Pneumatic Dilation (PD)
The most successful non-operative treatment: 55-70% with a single dilation; >90% with multiple.
This causes the LES muscle fibres to be stretched and torn.
Most people need to receive treatment again after one dilation.
The rate of perforation is 1% (0.67–5.6%), and the overall complication rate is 11%. (Perforation, GERD, intramural hematoma).
Surgical myotomy, a procedure that divides the LES’s circular muscle fibres, was first carried out through an open thoracotomy and laparotomy.
But over time, less invasive procedures began to replace the outdated open approach. First, thoracoscopy was used instead of laparoscopic heller myotomy (LHM) due to its reduced morbidity and quicker recovery. LHM is now recognised as the gold standard for the surgical management of AC.
Esophagectomy
Conventional achalasia treatments frequently fail to control “end-stage” achalasia, which is characterised by a dilated and tortuous oesophagus (megaesophagus or sigmoid oesophagus).
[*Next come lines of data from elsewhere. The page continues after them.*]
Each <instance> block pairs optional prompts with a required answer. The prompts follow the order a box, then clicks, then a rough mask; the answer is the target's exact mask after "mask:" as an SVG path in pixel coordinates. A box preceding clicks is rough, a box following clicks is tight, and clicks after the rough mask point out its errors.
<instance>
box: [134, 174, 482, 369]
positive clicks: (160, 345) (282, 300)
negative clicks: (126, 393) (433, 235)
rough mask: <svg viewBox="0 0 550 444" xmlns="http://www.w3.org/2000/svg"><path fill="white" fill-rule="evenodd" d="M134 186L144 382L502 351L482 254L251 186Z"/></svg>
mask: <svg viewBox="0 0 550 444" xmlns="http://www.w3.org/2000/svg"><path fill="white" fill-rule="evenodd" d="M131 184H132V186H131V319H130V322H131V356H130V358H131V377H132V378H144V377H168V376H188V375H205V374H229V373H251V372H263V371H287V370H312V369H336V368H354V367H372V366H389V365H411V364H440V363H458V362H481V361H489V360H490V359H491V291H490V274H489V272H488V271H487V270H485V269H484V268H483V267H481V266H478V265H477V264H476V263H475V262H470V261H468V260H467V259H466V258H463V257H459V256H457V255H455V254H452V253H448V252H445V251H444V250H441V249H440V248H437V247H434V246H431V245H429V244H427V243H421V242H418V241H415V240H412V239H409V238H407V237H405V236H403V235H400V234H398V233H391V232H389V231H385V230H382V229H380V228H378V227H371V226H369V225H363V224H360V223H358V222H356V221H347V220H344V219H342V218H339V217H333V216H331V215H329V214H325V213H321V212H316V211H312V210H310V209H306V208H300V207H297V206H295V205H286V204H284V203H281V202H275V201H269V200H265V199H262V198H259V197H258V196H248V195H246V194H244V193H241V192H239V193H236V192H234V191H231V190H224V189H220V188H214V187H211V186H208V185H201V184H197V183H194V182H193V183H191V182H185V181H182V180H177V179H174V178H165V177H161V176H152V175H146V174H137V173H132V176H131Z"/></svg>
Before considering the more morbid esophagectomy, surgical myotomy should still be considered as the initial treatment even though PD is ineffective.
Peroral endoscopic myotomy: (POEM) is a cutting-edge endoscopic technique that myotomizes the LES using the oral cavity as a natural orifice entry point. By cutting only the inner, circular LES muscles through a submucosal tunnel made in the proximal esophageal mucosa, a surgeon performs the myotomy after tunnelling an endoscope down the oesophagus toward the esophageal gastric junction.
In contrast to laparoscopic surgery, which necessitates complete severance of the circular and longitudinal LES muscle layers, POEM does not involve this. To make it easier for food to enter the stomach, the dysfunctional muscle fibres that stop the LES from the opening are cut.